Long story short, I was sick for the entire winter.  Nothing serious, thankfully, just a few years worth of common illnesses all in one go!  I didn’t want to go anywhere or do anything.  And just as I didn’t want to physically spread my contagion, neither did I want to risk infecting my wonderful readers with my malaise!  My energy levels were at an all time low.  I couldn’t get excited about anything and honestly felt I had lost touch with myself.  Who was this person full of negativity?  I wasn’t sleeping well or eating well.  My “self care” amounted to showering and the occasional fresh set of pjs.  I was just a mess.

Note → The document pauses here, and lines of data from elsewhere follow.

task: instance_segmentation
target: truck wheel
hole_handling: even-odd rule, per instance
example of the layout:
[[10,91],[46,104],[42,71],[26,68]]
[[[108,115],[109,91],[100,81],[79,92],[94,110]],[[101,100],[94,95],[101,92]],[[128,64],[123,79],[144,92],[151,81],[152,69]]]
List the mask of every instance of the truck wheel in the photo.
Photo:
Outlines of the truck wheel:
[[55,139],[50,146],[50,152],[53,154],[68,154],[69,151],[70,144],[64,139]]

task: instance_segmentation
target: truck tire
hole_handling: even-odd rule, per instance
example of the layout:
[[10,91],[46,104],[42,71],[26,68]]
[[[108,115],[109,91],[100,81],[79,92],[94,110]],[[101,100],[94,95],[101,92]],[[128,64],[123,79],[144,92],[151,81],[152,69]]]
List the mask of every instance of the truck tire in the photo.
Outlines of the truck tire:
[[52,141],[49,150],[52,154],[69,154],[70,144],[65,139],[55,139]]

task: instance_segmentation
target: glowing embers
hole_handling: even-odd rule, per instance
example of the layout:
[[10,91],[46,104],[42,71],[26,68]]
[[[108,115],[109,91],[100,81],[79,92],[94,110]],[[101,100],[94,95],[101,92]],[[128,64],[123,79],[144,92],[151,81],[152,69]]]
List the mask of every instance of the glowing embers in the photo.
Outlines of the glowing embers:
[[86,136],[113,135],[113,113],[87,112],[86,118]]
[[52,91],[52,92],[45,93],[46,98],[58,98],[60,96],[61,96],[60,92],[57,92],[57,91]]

During this time there was a lot of other stuff going on in the background too.  My poor dog started taking seizures.  (We have started her on medication and thankfully it seems to be settling down, but I was beside myself with worry.)  It was a very busy time in work, with budgets, audits and year end all demanding their fair share of my dwindling resources.  Christmas itself is always hectic with shopping and visiting.

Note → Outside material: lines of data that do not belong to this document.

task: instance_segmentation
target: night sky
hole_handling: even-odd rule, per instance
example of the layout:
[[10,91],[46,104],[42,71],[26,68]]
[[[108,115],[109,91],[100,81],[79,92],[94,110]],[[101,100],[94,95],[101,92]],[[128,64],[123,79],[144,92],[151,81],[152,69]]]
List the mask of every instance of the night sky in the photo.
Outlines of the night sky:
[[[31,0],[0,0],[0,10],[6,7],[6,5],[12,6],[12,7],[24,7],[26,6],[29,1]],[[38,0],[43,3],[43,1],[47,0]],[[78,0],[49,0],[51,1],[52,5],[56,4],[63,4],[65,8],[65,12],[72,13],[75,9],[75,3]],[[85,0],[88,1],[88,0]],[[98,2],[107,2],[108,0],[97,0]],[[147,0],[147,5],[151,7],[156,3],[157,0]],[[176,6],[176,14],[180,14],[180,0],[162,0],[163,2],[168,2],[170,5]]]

I was also trying to get Zumba with Arwen off the ground.  It was hugely frustrating not to be able to give that 100%.  I had planned that over the Christmas break I would be able to learn all new dances and start the year with a bang.  As it turned out, I didn’t dance one step between finishing classes mid December and starting back in early January.  I literally couldn’t.  The first class back was like a near death experience!  I was still on antibiotics and truly thought I would pass out at about the 45 minute mark.  Mercifully, we all got through it, and I am not sure anyone even noticed.  Each class has gotten easier since then, and I have even managed to get a few new numbers into the play list.

In early January, I was approached by a company looking for me to lead a corporate wellness program for their employees.  I had worked with them the previous year and at any other time I would have jumped at the chance.  This time was completely different.  Full disclosure, I did everything I could to get out of it.  Months of illness with no training and comfort eating (more on this in a future post) had left me out of shape.  I am regularly plagued by impostor syndrome, but this time was worse than ever.  I felt like a complete fraud.  Who was I to offer lifestyle advice to other people when I couldn’t even get my own health on track?  I literally had nothing to give.  Or so I thought.

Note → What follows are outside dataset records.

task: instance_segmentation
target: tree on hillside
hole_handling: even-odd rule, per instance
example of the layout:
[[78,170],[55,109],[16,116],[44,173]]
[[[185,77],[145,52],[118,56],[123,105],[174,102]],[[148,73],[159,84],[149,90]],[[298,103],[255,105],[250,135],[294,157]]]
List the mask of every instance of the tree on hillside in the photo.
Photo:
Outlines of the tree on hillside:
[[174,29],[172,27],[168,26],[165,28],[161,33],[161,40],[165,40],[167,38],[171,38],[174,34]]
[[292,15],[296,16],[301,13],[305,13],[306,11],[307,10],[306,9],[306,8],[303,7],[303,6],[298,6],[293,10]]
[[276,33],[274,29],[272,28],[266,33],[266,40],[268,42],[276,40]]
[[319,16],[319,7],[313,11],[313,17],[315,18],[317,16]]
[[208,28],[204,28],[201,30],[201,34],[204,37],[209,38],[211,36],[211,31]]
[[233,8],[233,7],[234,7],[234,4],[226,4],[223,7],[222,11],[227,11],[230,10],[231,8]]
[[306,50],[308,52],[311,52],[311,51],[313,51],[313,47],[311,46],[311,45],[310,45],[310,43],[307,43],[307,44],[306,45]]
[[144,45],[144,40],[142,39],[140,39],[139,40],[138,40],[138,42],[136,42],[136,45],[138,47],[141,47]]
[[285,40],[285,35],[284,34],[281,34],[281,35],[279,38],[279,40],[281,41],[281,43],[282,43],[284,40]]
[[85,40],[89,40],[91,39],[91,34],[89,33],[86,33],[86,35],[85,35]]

Luckily for me, the organiser of the program is a good friend of mine and she would not take no for an answer.  Between us we managed to come up with a way of running the program to maximise the benefits for the participants, without stressing me out of my mind.  I will be eternally grateful to her for giving me that push.  The lifestyle challenge ended up being a great success and I feel privileged to have been a part of it.  I think it was me who actually got the most out of it.

The last couple of weeks, as the days get longer and brighter, I have FINALLY started to feel like myself again.  I am no longer shrouded in darkness.  Once again, I am taking pleasure in preparing healthy food, and taking walks.  My Zumba classes are a huge source of joy in my life and I look forward to them with impatient anticipation.  As I have started to take care of my nutrition and get moving again, naturally my weight has started to come down.  I am confident that I will be back to my fighting weight before long, but I am not putting pressure on myself to get there.

I have learned so much through the long, dark winter.  I will fill you in on all of this and more in the coming weeks.  I am sorry to have been away for so long.  I didn’t feel I had anything to give, and you guys have enough going on in your own lives, without listening to me moaning!

It is definitely true to say that 2018 did not start the way I wanted it to.  I was not where I wanted to be physically, mentally or emotionally.  Part of me feels like the year is already a write off.  But a bigger part of me knows this to be completely false.  I know I shouldn’t need the symbolic turning of the year to reinvigorate me, but in the past it has always served as a source of motivation.  So, I have decided to celebrate Chinese New Year on 16th of February.  It is the Year of the Dog, after all!  My audit is finished and 2017 closed out, so I can finally shift my focus to the year ahead.